Après leur participation aux représentations d’Anvers et de Gand, les artistes du Choeur de l’Opera Ballet Vlaanderen démontrent dans chacune de leurs interventions une évidente familiarité avec la prosodie mozartienne. La précision de leurs démarrages avec l’orchestre témoigne aussi du travail méticuleux réalisé en peu de temps avec le Maestro Biondi : musiciens luxembourgeois et choristes flamands semblent avoir toujours collaboré.
Vidée d’une partie de ses spectateurs qui ne sont pas revenus au terme de l’entracte, la salle du Grand Théâtre de la Ville de Luxembourg réserve malgré tout aux artistes de cette représentation des applaudissements nourris, en particulier pour le chef Fabio Biondi et les musiciens de l’orchestre. Pour juger de la réception des partis pris scéniques, il aurait fallu que Milo Rau soit présent et vienne saluer mais ni lui ni aucun membre de l’équipe artistique n’était présent pour cette reprise luxembourgeoise. De nombreuses conversations entendues dans les galeries du théâtre donnent néanmoins à penser que c’est l’agacement et la perplexité qui prédominaient chez de nombreux spectateurs.

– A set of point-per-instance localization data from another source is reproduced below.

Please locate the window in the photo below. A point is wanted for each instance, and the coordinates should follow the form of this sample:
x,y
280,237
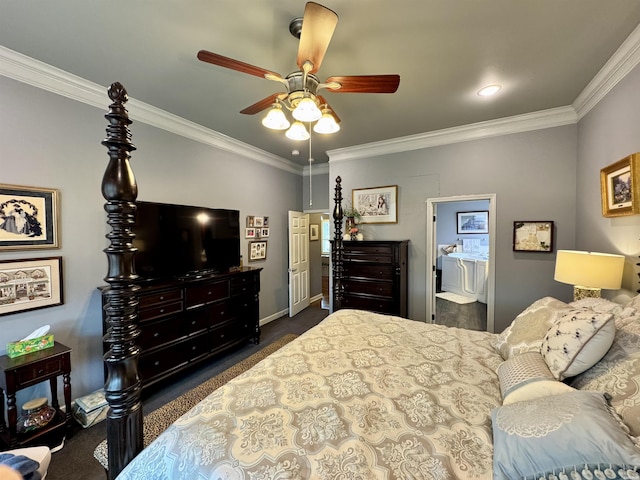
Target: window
x,y
325,236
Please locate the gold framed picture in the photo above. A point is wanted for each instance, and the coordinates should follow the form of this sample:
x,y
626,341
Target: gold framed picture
x,y
620,187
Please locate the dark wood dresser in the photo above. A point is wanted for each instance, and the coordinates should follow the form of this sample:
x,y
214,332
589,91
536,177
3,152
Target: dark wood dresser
x,y
375,276
185,321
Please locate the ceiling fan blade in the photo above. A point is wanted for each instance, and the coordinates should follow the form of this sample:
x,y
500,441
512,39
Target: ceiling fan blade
x,y
237,65
318,26
262,104
366,83
323,101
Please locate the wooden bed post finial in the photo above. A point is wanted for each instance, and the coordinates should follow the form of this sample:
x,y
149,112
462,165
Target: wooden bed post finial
x,y
337,253
123,385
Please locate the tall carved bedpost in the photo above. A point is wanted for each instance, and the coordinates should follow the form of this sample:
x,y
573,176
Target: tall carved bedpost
x,y
337,253
123,385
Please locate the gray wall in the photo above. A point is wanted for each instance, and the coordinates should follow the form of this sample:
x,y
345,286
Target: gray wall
x,y
533,175
50,141
608,133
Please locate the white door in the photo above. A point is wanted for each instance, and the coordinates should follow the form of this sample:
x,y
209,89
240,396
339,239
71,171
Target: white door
x,y
298,262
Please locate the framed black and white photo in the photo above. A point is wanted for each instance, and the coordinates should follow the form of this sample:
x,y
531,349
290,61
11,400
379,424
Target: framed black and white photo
x,y
472,222
28,217
257,250
314,230
376,205
30,284
533,236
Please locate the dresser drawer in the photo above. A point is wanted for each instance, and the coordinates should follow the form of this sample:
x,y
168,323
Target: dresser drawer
x,y
368,303
159,311
378,272
33,373
210,292
162,361
381,289
364,249
154,299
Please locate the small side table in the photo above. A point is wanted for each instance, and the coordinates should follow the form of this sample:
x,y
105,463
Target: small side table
x,y
27,370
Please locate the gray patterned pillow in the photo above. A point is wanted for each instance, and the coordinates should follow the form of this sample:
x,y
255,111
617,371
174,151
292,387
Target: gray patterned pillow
x,y
618,374
527,330
526,376
559,432
576,341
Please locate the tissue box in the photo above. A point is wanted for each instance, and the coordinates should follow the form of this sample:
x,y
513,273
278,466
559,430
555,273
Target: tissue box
x,y
15,349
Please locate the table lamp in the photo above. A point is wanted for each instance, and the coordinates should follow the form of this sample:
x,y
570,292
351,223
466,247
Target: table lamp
x,y
589,272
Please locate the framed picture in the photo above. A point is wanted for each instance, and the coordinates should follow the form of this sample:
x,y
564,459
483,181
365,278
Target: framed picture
x,y
28,217
314,230
30,284
376,205
472,222
533,236
620,187
257,250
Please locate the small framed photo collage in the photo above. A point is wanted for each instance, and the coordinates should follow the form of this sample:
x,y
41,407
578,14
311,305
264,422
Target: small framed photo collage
x,y
257,230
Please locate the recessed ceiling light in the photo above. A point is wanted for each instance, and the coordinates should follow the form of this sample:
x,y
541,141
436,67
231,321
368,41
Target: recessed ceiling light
x,y
489,90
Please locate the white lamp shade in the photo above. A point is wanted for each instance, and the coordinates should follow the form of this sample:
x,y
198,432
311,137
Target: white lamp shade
x,y
326,124
307,111
297,132
276,119
589,269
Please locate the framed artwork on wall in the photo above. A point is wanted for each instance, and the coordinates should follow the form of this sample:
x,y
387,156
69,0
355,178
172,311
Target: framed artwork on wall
x,y
620,187
533,236
314,230
472,222
28,217
257,250
30,284
376,205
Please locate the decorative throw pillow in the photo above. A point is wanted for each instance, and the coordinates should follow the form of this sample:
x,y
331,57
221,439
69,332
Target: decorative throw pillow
x,y
618,374
576,341
557,433
527,330
602,305
526,376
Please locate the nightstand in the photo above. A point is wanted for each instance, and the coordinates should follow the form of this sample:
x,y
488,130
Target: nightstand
x,y
27,370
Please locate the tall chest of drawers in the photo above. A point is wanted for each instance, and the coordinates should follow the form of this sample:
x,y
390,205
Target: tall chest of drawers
x,y
185,321
375,276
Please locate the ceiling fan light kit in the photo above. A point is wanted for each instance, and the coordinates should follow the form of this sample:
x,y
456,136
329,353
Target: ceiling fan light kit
x,y
314,30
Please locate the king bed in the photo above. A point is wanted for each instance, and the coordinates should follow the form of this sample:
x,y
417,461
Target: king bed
x,y
371,396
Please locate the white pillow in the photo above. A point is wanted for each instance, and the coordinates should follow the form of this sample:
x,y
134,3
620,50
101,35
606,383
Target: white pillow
x,y
577,340
526,376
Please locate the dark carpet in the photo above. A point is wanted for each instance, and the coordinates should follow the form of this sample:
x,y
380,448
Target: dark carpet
x,y
76,461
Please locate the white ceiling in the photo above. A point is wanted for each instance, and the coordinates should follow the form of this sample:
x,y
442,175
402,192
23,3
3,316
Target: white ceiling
x,y
543,52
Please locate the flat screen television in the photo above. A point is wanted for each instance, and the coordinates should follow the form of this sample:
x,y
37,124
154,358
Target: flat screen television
x,y
179,240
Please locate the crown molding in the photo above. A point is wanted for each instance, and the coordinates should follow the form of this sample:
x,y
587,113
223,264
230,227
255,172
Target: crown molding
x,y
46,77
554,117
617,67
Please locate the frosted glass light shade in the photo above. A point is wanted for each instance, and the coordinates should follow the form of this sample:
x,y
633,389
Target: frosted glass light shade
x,y
276,119
307,111
326,124
589,270
297,132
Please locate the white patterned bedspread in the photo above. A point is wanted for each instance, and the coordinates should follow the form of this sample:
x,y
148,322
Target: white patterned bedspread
x,y
360,396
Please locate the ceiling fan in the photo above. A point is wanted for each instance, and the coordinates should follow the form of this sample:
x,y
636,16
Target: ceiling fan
x,y
314,30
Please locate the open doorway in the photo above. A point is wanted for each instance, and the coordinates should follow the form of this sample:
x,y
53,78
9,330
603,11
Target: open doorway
x,y
463,257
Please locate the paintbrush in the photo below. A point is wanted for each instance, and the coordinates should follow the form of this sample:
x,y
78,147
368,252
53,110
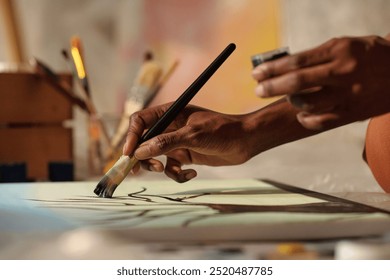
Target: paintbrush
x,y
78,59
110,181
122,128
54,80
143,87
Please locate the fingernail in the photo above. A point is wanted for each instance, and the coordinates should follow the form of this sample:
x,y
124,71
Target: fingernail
x,y
143,152
259,91
256,72
190,176
124,150
298,101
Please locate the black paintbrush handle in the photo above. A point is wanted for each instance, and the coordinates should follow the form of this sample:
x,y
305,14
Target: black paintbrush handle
x,y
187,95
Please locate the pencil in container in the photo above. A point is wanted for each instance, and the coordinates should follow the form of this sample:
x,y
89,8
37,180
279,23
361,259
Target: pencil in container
x,y
111,180
143,88
97,129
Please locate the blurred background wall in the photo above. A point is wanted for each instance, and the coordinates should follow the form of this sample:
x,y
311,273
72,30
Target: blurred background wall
x,y
115,35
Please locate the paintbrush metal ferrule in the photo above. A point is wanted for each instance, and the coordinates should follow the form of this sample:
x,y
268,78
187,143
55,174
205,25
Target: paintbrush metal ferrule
x,y
122,167
114,176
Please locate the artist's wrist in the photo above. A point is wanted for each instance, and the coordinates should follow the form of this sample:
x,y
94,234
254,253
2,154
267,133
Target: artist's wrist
x,y
274,125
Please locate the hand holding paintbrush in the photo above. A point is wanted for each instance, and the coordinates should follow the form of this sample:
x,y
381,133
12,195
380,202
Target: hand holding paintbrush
x,y
119,171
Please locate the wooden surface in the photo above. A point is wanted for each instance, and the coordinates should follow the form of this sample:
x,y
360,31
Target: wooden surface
x,y
26,98
32,115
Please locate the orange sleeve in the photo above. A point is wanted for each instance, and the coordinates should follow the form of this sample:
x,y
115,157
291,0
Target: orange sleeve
x,y
377,149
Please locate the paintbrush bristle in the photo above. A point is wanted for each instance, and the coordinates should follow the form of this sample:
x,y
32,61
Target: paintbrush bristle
x,y
107,185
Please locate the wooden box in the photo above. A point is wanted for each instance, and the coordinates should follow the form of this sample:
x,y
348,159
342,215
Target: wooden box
x,y
32,116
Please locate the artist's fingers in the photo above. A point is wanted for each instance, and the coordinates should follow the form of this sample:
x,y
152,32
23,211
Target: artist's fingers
x,y
318,101
152,165
136,168
295,81
289,63
140,121
173,170
162,144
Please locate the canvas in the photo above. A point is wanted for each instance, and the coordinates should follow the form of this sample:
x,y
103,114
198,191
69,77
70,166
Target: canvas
x,y
200,210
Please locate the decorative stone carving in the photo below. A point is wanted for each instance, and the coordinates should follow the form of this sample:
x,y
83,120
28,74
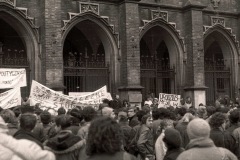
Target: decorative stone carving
x,y
220,21
23,12
89,7
11,2
215,3
160,14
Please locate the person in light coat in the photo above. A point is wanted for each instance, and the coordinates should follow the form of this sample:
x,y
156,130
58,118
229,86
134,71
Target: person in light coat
x,y
14,149
201,147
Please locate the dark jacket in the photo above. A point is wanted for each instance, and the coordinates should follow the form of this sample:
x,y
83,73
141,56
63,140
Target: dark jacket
x,y
156,129
223,139
204,149
12,128
182,128
145,142
126,133
66,146
172,154
22,134
133,121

En plein débat sur les excès du Regietheater et l’opportunité du retour à une certaine tradition, on ne peut que s’interroger sur ce que Milo Rau aurait pensé des toiles peintes de la récente Carmen rouennaise et s’il a lu la tribune d’Emiliano Gonzalez Toro parue en septembre dans la presse helvétique. S’il existe incontestablement une voie médiane entre la muséification de l’opéra et son dévoiement au service de l’égo narcissique de certains metteurs en scène, une certitude demeure : le public est en droit d’exiger de chaque spectacle qu’il traite la musique avec respect. À l’aune de cette exigence, la Clemenza di Tito de Milo Rau ne mérite pas davantage qu’une indifférence polie.
Tito : Jeremy Ovenden
Vitellia : Anna Malesza-Kutny
Sesto : Anna Goryachova
Annio : Maria Warenberg
Servilia : Sarah Yang
Publio : Eugene Richards III
Orchestre Philharmonique du Luxembourg et Opera Ballet Vlaanderen , dir. Fabio Biondi
Mise en scène : Milo Rau
Scénographie : Anton Lukas
Costumes : Ottavia Castellotti
Lumières : Jürgen Kolb
Vidéo : Moritz von Dungern
Dramaturgie : Clara Pons
La Clemenza di Tito
Opera seria en deux actes de Wolfgang Amadeus Mozart, livret de Caterino Mazzolà d’après Métastase et La Vie des douze Césars de Suétone, créé le 6 septembre 1791 au Théâtre des États de Prague.
Grand Théâtre de la ville de Luxembourg, représentation du mardi 24 octobre 2023.
1 commentaire
À qui la faute ? Pas aux metteurs en scène mais aux directeurs artistiques qui l’engagent. A quand un article sur ce sujet tabou ? Ce sont eux les seuls responsables de la débâcle qui subissent les théâtres depuis belle lurette.